22. Wat wordt daar van de netbeheerders gevraagd? Daar zijn nog heel veel dingen onduidelijk over en het toverwoord is flexibiliteit. Veel ontwikkelingen zijn nog onzeker en de omvang van de financiële effecten van die ontwikkelingen kan op voorhand ook niet heel goed worden ingeschat. En die flexibiliteit vind je dan ook overal terug in beleidsstukken, waaronder het energierapport. Dat stelt: “De komende jaren is het de kunst infrastructuur aan te leggen die flexibel kan inspelen op onverwachte veranderingen in de markt.” Flexibiliteit is het toverwoord en dat verhoudt zich niet goed met dergelijke

materialiteitseisen.

23. Als gevolg van de materialiteitseisen is de methode thans onvoldoende op die noodzakelijke flexibiliteit toegesneden. Zo moeten de netbeheerders de verwachte en gewenste groei aan decentrale invoeding faciliteren. Daar staan meerkosten tegenover, maar niet of nauwelijks meer opbrengsten. Want de extra output uit invoeding leidt niet tot hogere inkomsten. Dat levert spanning op en het vraagt in ieder geval om duidelijkheid dat zal worden

nagecalculeerd bijvoorbeeld.

24. En die materialiteitseisen zorgen er naar de mening van Netbeheer Nederland ook voor dat de methode onvoldoende flexibel is met betrekking tot de eventuele nieuwe taken voor de netbeheerders in de komende reguleringsperiode in die periode van vijf jaar tot en met 2021. 25. En het is juist de charme van die ORV’s en die nacalculatie dat die omvang ervan er op

voorhand niet toe doet. Met het oog op die gewenste flexibiliteit en met het oog op ook de noodzakelijk transitie naar een duurzame energievoorziening denkt Netbeheer Nederland dat die materialiteitseisen onnodig en ook onwenselijk zijn, zeker in het geval van kosten ten behoeve van de energietransitie.

(6)

6

Hij verzoekt ACM op het eerste punt in te gaan op de notitie over wind op land en te zorgen dat bepaalde noodzakelijke investeringen en operationele kosten daadwerkelijk worden vergoed en niet als inefficiënt worden aangemerkt en niet volledig worden vergoed. En het tweede punt, daar wordt eigenlijk, ook onder andere door het infleren van de gestandaardiseerde activawaarde, een deel van het probleem elke keer naar de toekomst doorgeschoven. Dat is vanuit de optiek van het bevorderen van de duurzaamheid ook ongewenst en daarop komt Netbeheer Nederland terug in de schriftelijke zienswijze.

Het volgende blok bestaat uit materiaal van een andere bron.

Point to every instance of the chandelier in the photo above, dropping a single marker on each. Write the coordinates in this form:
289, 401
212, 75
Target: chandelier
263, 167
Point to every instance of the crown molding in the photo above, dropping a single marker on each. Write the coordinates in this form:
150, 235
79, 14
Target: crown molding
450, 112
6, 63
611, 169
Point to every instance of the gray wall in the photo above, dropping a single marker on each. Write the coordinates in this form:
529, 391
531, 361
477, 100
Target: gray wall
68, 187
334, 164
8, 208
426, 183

De voorzitter stelt de leden van de hoorcommissie in de gelegenheid tot het stellen van vragen, allereerst over de lengte van de reguleringsperiode.

Mevrouw Koura vraagt zich af hoe Netbeheer Nederland aankijkt tegen de mogelijkheid die de wetgever heeft geboden om een reguleringsperiode van vijf jaar toe te passen.

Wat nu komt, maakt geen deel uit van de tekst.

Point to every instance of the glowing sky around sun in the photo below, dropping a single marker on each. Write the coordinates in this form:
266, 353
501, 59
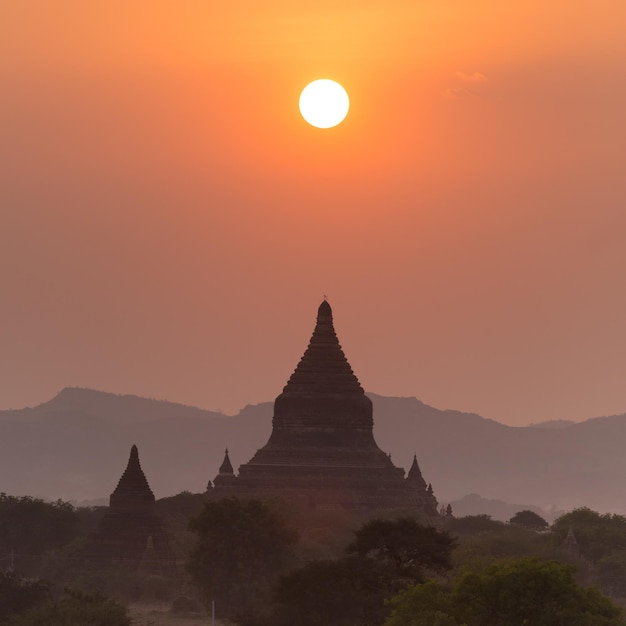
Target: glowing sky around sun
169, 223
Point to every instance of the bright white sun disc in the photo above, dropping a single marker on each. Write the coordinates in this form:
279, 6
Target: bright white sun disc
324, 103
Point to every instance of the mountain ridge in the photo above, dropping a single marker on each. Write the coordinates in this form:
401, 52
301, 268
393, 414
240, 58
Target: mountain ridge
72, 447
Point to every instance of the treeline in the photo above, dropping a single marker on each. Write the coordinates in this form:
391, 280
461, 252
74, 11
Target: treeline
243, 558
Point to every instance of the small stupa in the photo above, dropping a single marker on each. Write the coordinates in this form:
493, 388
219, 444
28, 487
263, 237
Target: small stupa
131, 523
321, 453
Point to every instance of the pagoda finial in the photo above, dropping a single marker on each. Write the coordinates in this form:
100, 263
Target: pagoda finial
226, 466
324, 312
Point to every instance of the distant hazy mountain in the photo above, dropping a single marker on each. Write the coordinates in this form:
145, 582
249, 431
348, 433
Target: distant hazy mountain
76, 446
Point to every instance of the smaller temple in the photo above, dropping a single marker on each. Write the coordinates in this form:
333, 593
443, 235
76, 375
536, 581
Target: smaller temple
131, 523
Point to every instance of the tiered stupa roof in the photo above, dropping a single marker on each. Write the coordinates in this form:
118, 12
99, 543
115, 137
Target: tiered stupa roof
133, 490
322, 451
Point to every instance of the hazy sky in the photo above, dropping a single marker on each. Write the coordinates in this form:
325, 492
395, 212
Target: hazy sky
169, 224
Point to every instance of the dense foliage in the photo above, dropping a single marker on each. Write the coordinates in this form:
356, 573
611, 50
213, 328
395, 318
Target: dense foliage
384, 557
30, 526
18, 594
405, 546
242, 547
529, 519
74, 609
512, 593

De heer Janssen antwoordt dat vijf jaar volgens de wet mag en is toegestaan. Een reguleringsperiode van drie tot vijf jaar mag en dat realiseert iedereen zich. Vervolgens is het de vraag wat verstandig is met het oog op de overige doelstellingen van de wetgever. Netbeheer Nederland vindt datgene verstandig wat tot op heden elke keer is gedaan: met het oog op de overige doelstellingen van de wetgever binnen de mogelijke bandbreedte te kiezen voor de kortst mogelijke termijn, een termijn van drie jaar.

Mevrouw Koura vraagt of ACM dan volgens Netbeheer Nederland nooit voor een periode van vijf jaar zou kunnen kiezen, gelet op de vaste beschikkingspraktijk uit het verleden.

De heer Janssen meent dat de afwijking van zo’n praktijk een verzwaarde motiveringsplicht met zich meebrengt. De nu gegeven motivering overtuigt Netbeheer Nederland niet. Hij weet niet of

‘verzwaarde motiveringsplicht’ een goede term is. De motivering die nu wordt gegeven overtuigd Netbeheer Nederland niet. Hij wijst op de dingen die nu op tafel liggen: de verwachting wanneer er herziening van wetgeving komt en de noodzaak voor flexibiliteit. Er is dus materieel niets gewijzigd wat afbreuk doet aan de eerder gegeven motivering. Dat ten eerste.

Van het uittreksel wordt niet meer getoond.